McMaster University

McMaster University

Faculty of
Health Sciences

Mac MD’s work sparks Ugandan initiatives for mothers

Published: July 31, 2007
Brian Coombes
Jean Chamberlain, obstetrician/gynecologist and assistant professor of the Michael G. DeGroote School of Medicine.

McMaster assistant professor Jean Chamberlain has played a key role in the Ugandan government’s recent initiatives to reduce the high number of mothers who die in childbirth in the African nation.

Both her Save the Mothers Foundation and the Master of Health Leadership program she directs in Uganda were key to the government passing a resolution to assess how to deal with the problem and make registration of maternal deaths compulsory. For the first time, the Ugandan government has included in its recently passed budget funds specifically for efforts to mitigate maternal mortality. This includes money to provide emergency obstetrical care at local health centres, and to revitalize family planning in an effort to limit unsafe abortions. About 6,000 women die annually in Uganda of pregnancy-related causes.

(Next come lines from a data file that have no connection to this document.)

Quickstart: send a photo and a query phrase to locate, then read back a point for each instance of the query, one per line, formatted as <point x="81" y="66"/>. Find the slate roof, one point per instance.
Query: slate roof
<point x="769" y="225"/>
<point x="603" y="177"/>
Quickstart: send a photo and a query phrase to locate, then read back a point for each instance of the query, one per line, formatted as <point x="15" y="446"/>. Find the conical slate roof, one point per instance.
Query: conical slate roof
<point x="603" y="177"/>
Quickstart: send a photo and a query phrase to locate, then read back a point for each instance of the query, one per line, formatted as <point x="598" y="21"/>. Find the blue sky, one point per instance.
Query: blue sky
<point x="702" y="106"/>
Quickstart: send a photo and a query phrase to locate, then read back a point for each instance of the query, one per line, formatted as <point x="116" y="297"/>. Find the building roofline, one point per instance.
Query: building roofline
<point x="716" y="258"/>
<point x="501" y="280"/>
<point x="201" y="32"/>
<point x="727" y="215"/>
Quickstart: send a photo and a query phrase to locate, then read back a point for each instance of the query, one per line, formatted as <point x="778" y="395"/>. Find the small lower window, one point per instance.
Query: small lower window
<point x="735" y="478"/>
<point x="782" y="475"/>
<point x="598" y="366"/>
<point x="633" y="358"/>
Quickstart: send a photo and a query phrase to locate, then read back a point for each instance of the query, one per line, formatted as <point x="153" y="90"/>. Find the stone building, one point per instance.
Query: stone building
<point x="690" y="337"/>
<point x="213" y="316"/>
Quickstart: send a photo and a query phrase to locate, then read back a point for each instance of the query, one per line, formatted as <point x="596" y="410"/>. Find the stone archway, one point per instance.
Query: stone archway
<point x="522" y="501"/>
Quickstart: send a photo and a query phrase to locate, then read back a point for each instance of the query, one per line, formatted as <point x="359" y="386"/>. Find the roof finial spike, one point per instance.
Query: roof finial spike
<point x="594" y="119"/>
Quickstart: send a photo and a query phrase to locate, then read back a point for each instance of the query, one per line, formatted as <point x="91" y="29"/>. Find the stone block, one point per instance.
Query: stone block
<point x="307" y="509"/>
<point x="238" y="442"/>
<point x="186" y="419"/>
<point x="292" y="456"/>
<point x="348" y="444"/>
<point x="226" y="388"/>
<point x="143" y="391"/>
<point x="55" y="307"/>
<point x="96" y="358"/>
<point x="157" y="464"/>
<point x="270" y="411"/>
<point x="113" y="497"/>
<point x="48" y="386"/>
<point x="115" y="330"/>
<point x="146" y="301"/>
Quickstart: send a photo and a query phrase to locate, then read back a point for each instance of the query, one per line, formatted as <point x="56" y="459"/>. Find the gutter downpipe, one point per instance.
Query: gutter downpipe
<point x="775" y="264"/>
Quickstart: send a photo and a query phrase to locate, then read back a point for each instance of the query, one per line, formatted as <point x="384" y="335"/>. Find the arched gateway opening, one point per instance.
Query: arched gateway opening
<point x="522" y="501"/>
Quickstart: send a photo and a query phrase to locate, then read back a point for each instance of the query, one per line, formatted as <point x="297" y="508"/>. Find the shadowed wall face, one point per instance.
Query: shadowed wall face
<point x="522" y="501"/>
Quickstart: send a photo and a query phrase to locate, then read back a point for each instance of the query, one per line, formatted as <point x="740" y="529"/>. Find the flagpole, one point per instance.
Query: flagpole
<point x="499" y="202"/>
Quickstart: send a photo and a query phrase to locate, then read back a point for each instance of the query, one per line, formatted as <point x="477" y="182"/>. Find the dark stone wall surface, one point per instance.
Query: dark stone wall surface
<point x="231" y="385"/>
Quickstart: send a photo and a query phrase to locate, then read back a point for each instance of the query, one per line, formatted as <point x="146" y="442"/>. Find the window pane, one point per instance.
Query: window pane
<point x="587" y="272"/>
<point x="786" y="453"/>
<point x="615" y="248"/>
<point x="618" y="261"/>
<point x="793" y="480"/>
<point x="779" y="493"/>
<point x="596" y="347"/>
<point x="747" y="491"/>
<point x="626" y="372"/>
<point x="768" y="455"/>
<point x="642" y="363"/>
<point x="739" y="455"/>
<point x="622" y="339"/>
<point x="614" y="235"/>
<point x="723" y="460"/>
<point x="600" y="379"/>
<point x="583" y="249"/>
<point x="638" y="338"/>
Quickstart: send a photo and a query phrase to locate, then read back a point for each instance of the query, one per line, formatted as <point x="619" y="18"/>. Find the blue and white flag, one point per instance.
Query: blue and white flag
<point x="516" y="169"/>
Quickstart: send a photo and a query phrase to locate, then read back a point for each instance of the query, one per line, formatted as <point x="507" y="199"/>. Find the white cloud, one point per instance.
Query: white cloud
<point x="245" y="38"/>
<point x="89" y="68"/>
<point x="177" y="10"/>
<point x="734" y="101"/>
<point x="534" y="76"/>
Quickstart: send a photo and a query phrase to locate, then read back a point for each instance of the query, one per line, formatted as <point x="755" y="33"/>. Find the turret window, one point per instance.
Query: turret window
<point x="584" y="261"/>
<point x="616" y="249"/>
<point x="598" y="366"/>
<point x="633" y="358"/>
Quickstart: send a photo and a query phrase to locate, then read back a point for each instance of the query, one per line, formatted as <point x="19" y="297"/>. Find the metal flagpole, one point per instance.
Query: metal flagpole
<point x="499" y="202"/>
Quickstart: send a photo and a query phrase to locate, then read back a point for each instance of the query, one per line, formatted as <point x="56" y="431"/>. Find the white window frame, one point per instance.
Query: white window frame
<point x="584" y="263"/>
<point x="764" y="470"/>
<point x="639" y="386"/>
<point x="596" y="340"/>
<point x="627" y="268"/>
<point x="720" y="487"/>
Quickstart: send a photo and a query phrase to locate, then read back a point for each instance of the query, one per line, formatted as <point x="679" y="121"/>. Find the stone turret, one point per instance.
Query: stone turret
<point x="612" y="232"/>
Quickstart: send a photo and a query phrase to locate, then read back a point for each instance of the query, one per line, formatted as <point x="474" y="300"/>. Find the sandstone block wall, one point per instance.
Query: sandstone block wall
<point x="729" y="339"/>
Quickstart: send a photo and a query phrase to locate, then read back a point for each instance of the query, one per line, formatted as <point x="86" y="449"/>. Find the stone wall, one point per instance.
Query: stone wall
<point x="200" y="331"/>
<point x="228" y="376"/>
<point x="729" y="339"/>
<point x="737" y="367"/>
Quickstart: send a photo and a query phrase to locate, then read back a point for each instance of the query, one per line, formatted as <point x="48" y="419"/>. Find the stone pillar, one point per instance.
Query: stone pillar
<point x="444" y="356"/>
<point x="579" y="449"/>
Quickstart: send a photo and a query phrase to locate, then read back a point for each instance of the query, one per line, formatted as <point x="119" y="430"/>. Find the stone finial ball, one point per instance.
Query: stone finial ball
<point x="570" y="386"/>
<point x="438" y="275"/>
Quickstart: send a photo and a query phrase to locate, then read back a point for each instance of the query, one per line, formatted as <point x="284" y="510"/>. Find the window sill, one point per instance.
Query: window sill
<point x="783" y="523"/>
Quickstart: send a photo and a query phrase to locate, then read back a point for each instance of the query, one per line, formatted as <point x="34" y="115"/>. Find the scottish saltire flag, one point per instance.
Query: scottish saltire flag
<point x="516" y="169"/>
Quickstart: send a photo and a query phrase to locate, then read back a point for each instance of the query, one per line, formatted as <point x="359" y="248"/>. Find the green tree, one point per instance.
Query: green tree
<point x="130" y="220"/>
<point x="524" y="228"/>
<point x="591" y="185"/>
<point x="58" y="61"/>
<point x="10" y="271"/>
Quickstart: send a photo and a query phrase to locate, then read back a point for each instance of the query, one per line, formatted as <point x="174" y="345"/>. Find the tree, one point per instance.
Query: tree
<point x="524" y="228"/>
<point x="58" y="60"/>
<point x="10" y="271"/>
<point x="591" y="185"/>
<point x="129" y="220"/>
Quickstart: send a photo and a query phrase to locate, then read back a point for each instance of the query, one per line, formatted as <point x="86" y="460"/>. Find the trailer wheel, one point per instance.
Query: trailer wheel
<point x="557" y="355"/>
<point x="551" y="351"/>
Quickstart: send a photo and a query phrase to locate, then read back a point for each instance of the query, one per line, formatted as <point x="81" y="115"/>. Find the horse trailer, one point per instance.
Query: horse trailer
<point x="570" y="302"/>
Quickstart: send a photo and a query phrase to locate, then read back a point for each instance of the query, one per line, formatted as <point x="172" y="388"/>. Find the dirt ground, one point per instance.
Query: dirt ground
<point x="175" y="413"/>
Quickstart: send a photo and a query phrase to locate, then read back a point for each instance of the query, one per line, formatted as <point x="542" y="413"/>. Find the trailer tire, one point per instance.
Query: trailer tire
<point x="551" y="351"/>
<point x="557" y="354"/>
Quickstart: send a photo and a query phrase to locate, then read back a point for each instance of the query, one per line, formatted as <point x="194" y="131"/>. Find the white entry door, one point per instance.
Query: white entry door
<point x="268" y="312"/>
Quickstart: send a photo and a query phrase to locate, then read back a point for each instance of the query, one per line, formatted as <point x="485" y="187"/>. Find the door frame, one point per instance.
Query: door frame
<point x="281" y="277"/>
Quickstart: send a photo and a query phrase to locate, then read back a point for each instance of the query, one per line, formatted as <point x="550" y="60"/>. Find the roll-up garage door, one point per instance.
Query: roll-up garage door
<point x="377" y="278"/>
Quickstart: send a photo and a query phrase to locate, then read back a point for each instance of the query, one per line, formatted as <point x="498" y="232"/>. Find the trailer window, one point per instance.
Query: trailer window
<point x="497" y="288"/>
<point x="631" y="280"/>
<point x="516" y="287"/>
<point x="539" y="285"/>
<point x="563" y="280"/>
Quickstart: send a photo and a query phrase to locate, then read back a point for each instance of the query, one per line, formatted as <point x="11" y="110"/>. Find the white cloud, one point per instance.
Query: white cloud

Chamberlain’s role in Uganda’s establishment of measures to deal with maternal mortality is detailed in an article in this week’s edition of the Canadian Medical Association Journal (CMAJ).

Chamberlain is an obstetrician/gynecologist and assistant professor of the Michael G. DeGroote School of Medicine. She founded Save the Mothers in 2005, a group that works to reduce the number of deaths during pregnancy and childbirth. She spends eight months of the year living and working in Uganda.

Through the foundation, Chamberlain also launched a Master of Public Health Leadership program, which aims to educate and mobilize influential, non-medical people in the struggle to improve public health in Uganda.

The program’s first 25 students will graduate this fall. One of the students, Sylvia Ssinabulya, is a Member of Parliament in Uganda, who introduced the resolution to make safe motherhood a priority.

Uganda has the world's third fastest growing population, with a fertility rate of 6.9 children per woman. Only 18.5 per cent use modern contraception methods, and only 38 per cent of women deliver in hospital or with skilled attendants. Abortion is illegal, and many unsafe and unregulated procedures end in death.

Ssinabulya says that the obstetrician/gynecologists "have done a lot despite limited resources," but the maternal mortality remains "a nightmare."

As the executive director of Save the Mothers (an affiliate of Interserve Canada, a Christian non-profit organization) Chamberlain is noted internationally for her work to reduce maternal mortality and improve childbirth in developing nations. She hopes to expand the master’s program into Kenya, Tanzania and perhaps Afghanistan.

"When you work by yourself, when you're a lone ranger, you quickly lose your enthusiasm," she says. "What we want to do is encourage the Sylvias, people who are in very influential positions, to form a network of advocates for maternal health."